# Smirs.com - Anyone bought from them recently?



## Nick67+1 (Jan 1, 2020)

Ordered a Vostok from them nearly three weeks ago, Meranom didn't have stock.

Different kind of checkout, they sent me a PayPal invoice a couple of days after. Paid it, heard nothing since.

Sent a couple of basic chaser emails but had no reply. I know things aren't moving quickly from Russia at the moment, it's just the lack of a response from them is making me a little edgy.

Anyone had any experience with them?


----------



## scottswatches (Sep 22, 2009)

Go straight to PayPal and get a refund. If the service is poor then don't give them money


----------



## Noel59 (Jul 10, 2020)

I have heard other people complain about delivery times from Smits.com.

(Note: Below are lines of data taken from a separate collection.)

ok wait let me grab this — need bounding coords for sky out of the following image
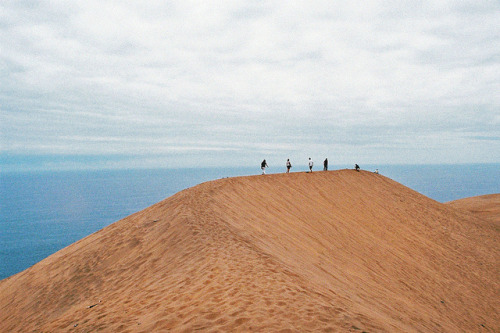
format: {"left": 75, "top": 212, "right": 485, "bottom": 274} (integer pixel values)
{"left": 1, "top": 1, "right": 499, "bottom": 171}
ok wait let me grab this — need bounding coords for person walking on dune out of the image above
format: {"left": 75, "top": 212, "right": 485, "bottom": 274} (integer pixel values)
{"left": 261, "top": 159, "right": 269, "bottom": 175}
{"left": 286, "top": 159, "right": 292, "bottom": 173}
{"left": 355, "top": 164, "right": 360, "bottom": 171}
{"left": 308, "top": 158, "right": 314, "bottom": 172}
{"left": 323, "top": 158, "right": 328, "bottom": 171}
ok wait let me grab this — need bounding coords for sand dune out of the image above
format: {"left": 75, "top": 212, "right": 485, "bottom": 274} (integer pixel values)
{"left": 0, "top": 170, "right": 498, "bottom": 332}
{"left": 446, "top": 194, "right": 500, "bottom": 225}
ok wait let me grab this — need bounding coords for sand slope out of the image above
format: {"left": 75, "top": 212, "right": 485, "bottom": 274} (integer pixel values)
{"left": 0, "top": 170, "right": 498, "bottom": 332}
{"left": 446, "top": 194, "right": 500, "bottom": 225}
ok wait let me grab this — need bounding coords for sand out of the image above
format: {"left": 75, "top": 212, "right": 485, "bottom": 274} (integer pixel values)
{"left": 0, "top": 170, "right": 498, "bottom": 332}
{"left": 446, "top": 194, "right": 500, "bottom": 225}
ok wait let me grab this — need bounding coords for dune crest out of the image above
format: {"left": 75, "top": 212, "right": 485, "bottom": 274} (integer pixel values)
{"left": 1, "top": 170, "right": 498, "bottom": 332}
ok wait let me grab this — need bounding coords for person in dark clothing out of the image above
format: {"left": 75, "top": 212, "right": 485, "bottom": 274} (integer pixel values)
{"left": 261, "top": 159, "right": 269, "bottom": 175}
{"left": 323, "top": 158, "right": 328, "bottom": 171}
{"left": 355, "top": 164, "right": 360, "bottom": 171}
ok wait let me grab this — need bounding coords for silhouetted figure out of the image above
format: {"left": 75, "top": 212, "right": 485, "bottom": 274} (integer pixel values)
{"left": 261, "top": 159, "right": 269, "bottom": 175}
{"left": 323, "top": 158, "right": 328, "bottom": 171}
{"left": 355, "top": 164, "right": 360, "bottom": 171}
{"left": 286, "top": 159, "right": 292, "bottom": 173}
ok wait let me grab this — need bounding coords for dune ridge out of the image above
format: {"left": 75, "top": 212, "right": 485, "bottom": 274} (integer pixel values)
{"left": 0, "top": 170, "right": 498, "bottom": 332}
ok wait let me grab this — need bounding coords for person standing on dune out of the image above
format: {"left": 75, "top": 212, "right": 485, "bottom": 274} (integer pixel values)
{"left": 308, "top": 158, "right": 314, "bottom": 172}
{"left": 261, "top": 159, "right": 269, "bottom": 175}
{"left": 286, "top": 159, "right": 292, "bottom": 173}
{"left": 323, "top": 158, "right": 328, "bottom": 171}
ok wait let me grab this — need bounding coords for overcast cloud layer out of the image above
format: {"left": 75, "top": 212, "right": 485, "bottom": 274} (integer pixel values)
{"left": 1, "top": 1, "right": 499, "bottom": 171}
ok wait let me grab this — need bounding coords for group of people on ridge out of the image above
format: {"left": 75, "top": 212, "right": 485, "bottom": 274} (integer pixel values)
{"left": 261, "top": 158, "right": 335, "bottom": 175}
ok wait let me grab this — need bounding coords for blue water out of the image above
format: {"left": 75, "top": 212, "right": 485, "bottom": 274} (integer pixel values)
{"left": 1, "top": 164, "right": 499, "bottom": 280}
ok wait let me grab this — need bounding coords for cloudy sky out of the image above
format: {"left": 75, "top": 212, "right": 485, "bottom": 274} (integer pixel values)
{"left": 1, "top": 1, "right": 499, "bottom": 171}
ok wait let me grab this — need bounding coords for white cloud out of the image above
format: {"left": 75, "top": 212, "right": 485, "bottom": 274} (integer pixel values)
{"left": 1, "top": 0, "right": 499, "bottom": 170}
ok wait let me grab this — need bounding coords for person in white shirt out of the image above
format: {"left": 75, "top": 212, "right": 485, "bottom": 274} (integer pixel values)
{"left": 308, "top": 158, "right": 314, "bottom": 172}
{"left": 286, "top": 159, "right": 292, "bottom": 173}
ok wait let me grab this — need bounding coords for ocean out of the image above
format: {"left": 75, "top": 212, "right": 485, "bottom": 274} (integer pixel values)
{"left": 1, "top": 164, "right": 499, "bottom": 280}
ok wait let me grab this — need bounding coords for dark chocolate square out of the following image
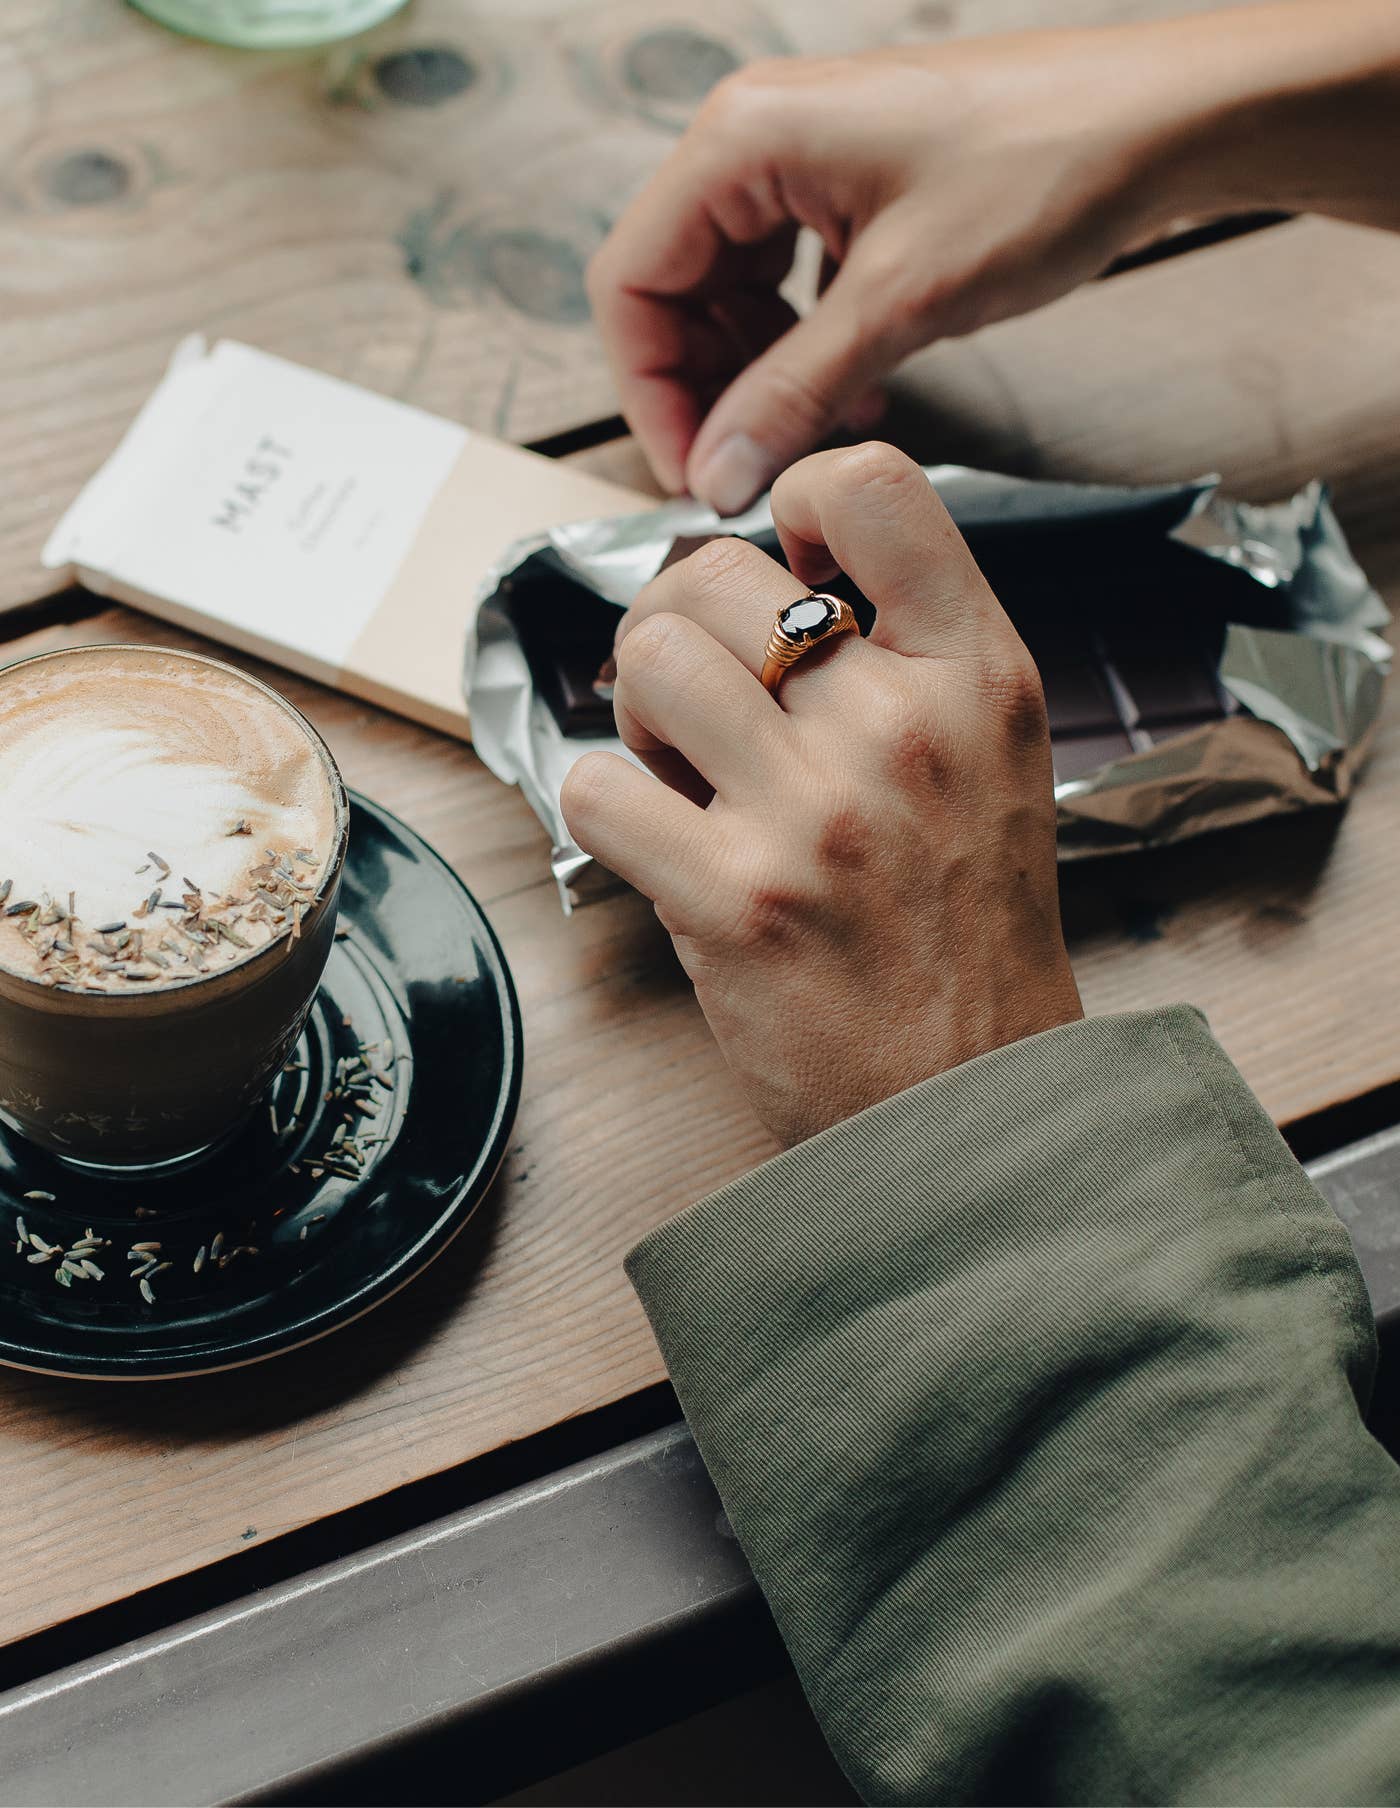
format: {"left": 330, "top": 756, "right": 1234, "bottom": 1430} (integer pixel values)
{"left": 1103, "top": 643, "right": 1226, "bottom": 726}
{"left": 1136, "top": 712, "right": 1226, "bottom": 749}
{"left": 1037, "top": 656, "right": 1121, "bottom": 735}
{"left": 1052, "top": 728, "right": 1135, "bottom": 784}
{"left": 510, "top": 575, "right": 621, "bottom": 737}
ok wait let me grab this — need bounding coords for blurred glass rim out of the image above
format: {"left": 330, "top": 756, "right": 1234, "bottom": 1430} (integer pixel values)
{"left": 128, "top": 0, "right": 411, "bottom": 51}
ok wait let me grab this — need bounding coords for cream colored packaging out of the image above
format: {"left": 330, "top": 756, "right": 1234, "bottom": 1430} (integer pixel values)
{"left": 41, "top": 338, "right": 651, "bottom": 740}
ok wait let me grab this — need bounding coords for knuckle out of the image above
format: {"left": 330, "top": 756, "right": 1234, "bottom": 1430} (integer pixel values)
{"left": 616, "top": 610, "right": 687, "bottom": 682}
{"left": 883, "top": 261, "right": 961, "bottom": 339}
{"left": 827, "top": 441, "right": 925, "bottom": 507}
{"left": 716, "top": 851, "right": 816, "bottom": 954}
{"left": 877, "top": 272, "right": 933, "bottom": 336}
{"left": 883, "top": 716, "right": 948, "bottom": 788}
{"left": 732, "top": 881, "right": 814, "bottom": 953}
{"left": 813, "top": 805, "right": 875, "bottom": 874}
{"left": 694, "top": 61, "right": 776, "bottom": 132}
{"left": 856, "top": 682, "right": 947, "bottom": 785}
{"left": 756, "top": 358, "right": 838, "bottom": 433}
{"left": 977, "top": 650, "right": 1049, "bottom": 751}
{"left": 852, "top": 247, "right": 934, "bottom": 332}
{"left": 559, "top": 752, "right": 613, "bottom": 829}
{"left": 680, "top": 533, "right": 771, "bottom": 598}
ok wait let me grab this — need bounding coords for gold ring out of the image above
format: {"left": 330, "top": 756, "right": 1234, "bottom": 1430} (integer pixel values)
{"left": 759, "top": 593, "right": 859, "bottom": 695}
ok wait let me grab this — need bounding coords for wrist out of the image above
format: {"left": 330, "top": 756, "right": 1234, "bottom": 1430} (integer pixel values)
{"left": 1115, "top": 1, "right": 1400, "bottom": 231}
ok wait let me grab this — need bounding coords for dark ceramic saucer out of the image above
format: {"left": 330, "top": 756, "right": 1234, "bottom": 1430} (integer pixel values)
{"left": 0, "top": 794, "right": 522, "bottom": 1380}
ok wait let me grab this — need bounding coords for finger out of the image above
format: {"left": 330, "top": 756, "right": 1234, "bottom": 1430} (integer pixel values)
{"left": 589, "top": 287, "right": 712, "bottom": 496}
{"left": 770, "top": 442, "right": 1009, "bottom": 659}
{"left": 615, "top": 534, "right": 878, "bottom": 703}
{"left": 613, "top": 611, "right": 788, "bottom": 802}
{"left": 618, "top": 740, "right": 714, "bottom": 813}
{"left": 587, "top": 129, "right": 796, "bottom": 494}
{"left": 683, "top": 226, "right": 931, "bottom": 516}
{"left": 560, "top": 752, "right": 720, "bottom": 919}
{"left": 619, "top": 534, "right": 801, "bottom": 659}
{"left": 637, "top": 283, "right": 801, "bottom": 479}
{"left": 708, "top": 286, "right": 801, "bottom": 367}
{"left": 590, "top": 264, "right": 804, "bottom": 496}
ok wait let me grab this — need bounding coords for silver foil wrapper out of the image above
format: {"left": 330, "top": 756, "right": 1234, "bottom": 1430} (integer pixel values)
{"left": 465, "top": 467, "right": 1389, "bottom": 910}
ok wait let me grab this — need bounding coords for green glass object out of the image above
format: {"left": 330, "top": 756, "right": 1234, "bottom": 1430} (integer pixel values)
{"left": 130, "top": 0, "right": 409, "bottom": 49}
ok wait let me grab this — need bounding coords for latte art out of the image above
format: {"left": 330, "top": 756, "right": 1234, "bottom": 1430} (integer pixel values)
{"left": 0, "top": 648, "right": 339, "bottom": 992}
{"left": 4, "top": 723, "right": 303, "bottom": 927}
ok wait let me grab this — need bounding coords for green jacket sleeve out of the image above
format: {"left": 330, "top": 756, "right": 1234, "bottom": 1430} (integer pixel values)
{"left": 626, "top": 1007, "right": 1400, "bottom": 1806}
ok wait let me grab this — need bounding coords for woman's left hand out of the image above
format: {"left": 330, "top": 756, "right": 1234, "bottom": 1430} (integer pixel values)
{"left": 560, "top": 443, "right": 1082, "bottom": 1150}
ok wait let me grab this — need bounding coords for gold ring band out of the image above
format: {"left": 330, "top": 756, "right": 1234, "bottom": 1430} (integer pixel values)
{"left": 759, "top": 593, "right": 859, "bottom": 695}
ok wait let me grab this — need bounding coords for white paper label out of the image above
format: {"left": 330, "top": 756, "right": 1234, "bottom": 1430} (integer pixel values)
{"left": 43, "top": 339, "right": 467, "bottom": 667}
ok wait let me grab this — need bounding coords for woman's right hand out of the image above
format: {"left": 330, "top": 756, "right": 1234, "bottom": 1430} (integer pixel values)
{"left": 587, "top": 29, "right": 1178, "bottom": 514}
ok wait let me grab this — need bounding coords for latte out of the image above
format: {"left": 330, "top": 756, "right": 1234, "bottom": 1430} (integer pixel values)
{"left": 0, "top": 646, "right": 348, "bottom": 1166}
{"left": 0, "top": 646, "right": 339, "bottom": 993}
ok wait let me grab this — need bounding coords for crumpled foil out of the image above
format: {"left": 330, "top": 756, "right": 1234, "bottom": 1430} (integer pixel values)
{"left": 465, "top": 467, "right": 1390, "bottom": 911}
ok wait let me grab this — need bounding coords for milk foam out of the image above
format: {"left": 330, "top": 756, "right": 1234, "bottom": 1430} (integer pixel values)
{"left": 0, "top": 648, "right": 338, "bottom": 986}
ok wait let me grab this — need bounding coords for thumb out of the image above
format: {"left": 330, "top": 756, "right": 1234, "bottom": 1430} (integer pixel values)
{"left": 684, "top": 242, "right": 921, "bottom": 517}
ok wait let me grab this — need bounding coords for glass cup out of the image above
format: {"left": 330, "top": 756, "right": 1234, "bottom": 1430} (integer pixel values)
{"left": 129, "top": 0, "right": 409, "bottom": 50}
{"left": 0, "top": 646, "right": 349, "bottom": 1170}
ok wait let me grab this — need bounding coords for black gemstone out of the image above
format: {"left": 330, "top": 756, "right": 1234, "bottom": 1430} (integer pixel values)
{"left": 779, "top": 596, "right": 839, "bottom": 642}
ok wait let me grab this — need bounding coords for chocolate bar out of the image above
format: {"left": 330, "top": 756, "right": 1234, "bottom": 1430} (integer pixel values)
{"left": 510, "top": 573, "right": 620, "bottom": 737}
{"left": 516, "top": 520, "right": 1253, "bottom": 766}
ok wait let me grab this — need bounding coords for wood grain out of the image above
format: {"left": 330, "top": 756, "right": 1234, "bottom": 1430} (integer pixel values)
{"left": 0, "top": 7, "right": 1395, "bottom": 1652}
{"left": 3, "top": 213, "right": 1400, "bottom": 1650}
{"left": 3, "top": 0, "right": 1253, "bottom": 618}
{"left": 4, "top": 546, "right": 1399, "bottom": 1648}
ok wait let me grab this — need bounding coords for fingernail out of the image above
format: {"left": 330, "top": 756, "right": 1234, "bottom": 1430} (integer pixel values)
{"left": 594, "top": 655, "right": 617, "bottom": 694}
{"left": 690, "top": 433, "right": 775, "bottom": 517}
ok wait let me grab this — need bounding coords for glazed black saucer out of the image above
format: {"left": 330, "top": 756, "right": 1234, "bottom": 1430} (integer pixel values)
{"left": 0, "top": 793, "right": 522, "bottom": 1380}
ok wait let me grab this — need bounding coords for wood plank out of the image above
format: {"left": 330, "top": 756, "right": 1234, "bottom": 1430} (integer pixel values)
{"left": 883, "top": 219, "right": 1400, "bottom": 576}
{"left": 4, "top": 216, "right": 1399, "bottom": 1649}
{"left": 1, "top": 0, "right": 1253, "bottom": 616}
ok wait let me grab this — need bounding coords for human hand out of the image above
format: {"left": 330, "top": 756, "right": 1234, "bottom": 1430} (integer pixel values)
{"left": 587, "top": 31, "right": 1174, "bottom": 513}
{"left": 560, "top": 444, "right": 1083, "bottom": 1149}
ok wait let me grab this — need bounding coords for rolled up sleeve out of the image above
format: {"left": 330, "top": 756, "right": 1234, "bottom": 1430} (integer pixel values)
{"left": 628, "top": 1007, "right": 1400, "bottom": 1806}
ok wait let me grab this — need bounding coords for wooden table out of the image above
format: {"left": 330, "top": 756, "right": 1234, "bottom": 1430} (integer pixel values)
{"left": 4, "top": 0, "right": 1400, "bottom": 1664}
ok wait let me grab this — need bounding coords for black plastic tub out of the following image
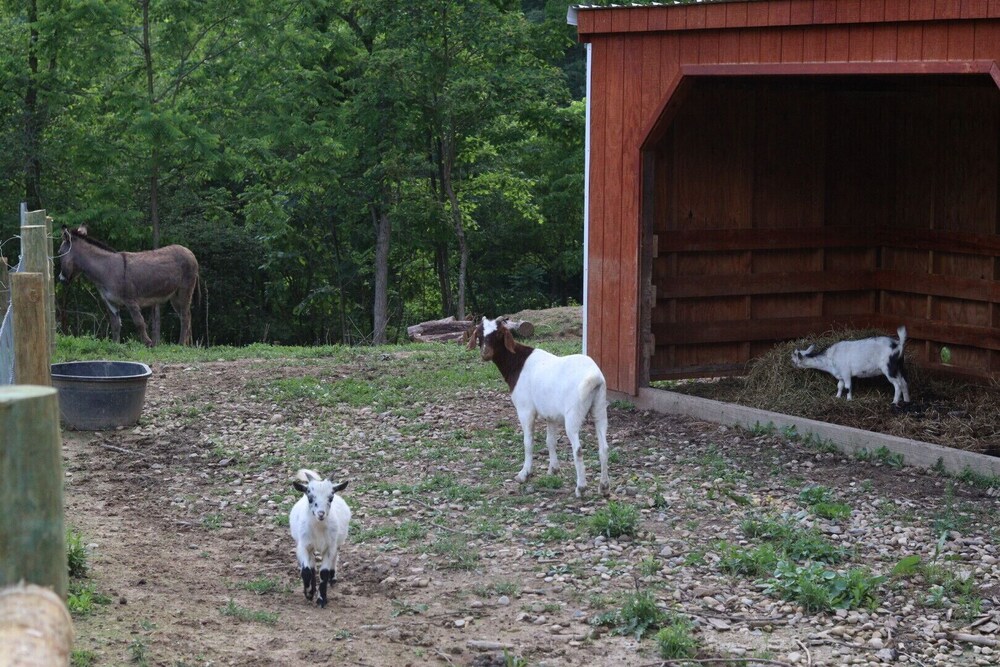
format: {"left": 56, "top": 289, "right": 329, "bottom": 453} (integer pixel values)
{"left": 50, "top": 361, "right": 153, "bottom": 430}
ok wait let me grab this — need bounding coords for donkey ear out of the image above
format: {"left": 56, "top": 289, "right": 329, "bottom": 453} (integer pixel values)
{"left": 502, "top": 327, "right": 516, "bottom": 354}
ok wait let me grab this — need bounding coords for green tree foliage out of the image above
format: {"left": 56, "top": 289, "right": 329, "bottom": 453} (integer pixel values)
{"left": 0, "top": 0, "right": 586, "bottom": 345}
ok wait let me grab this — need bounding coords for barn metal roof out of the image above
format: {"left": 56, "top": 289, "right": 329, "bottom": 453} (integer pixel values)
{"left": 568, "top": 0, "right": 734, "bottom": 26}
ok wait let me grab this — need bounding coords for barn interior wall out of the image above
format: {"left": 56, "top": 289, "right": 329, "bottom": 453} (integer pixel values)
{"left": 652, "top": 76, "right": 1000, "bottom": 381}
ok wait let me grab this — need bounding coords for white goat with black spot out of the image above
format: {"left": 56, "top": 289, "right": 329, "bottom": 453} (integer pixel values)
{"left": 289, "top": 469, "right": 351, "bottom": 608}
{"left": 790, "top": 325, "right": 910, "bottom": 405}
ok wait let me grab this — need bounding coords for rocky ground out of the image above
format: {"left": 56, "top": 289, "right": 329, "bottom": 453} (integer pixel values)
{"left": 63, "top": 340, "right": 999, "bottom": 666}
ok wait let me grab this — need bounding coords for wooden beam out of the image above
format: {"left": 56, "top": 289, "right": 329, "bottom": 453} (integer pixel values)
{"left": 658, "top": 227, "right": 1000, "bottom": 255}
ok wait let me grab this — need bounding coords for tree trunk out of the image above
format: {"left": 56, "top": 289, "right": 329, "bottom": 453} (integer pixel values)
{"left": 330, "top": 220, "right": 348, "bottom": 344}
{"left": 440, "top": 135, "right": 467, "bottom": 320}
{"left": 435, "top": 242, "right": 452, "bottom": 316}
{"left": 372, "top": 204, "right": 390, "bottom": 345}
{"left": 23, "top": 0, "right": 42, "bottom": 210}
{"left": 142, "top": 0, "right": 162, "bottom": 344}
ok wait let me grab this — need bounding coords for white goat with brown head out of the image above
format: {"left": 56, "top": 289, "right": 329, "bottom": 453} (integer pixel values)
{"left": 468, "top": 316, "right": 611, "bottom": 497}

E-mail Evgeny at [email protected]

Hei s the customer support manager

Noel


----------



## Nick67+1 (Jan 1, 2020)

Thanks, it turned up yesterday around the same time as an apologetic email for not keeping me informed.

It was postmarked 3rd July so I can't really complain, with delivery under current circumstances.

Clasp and really stiff Bezel aside I love the watch, waiting on some end links from Meranom to swap the bracelet. Hey it's a Vostok, you shouldn't really complain.


----------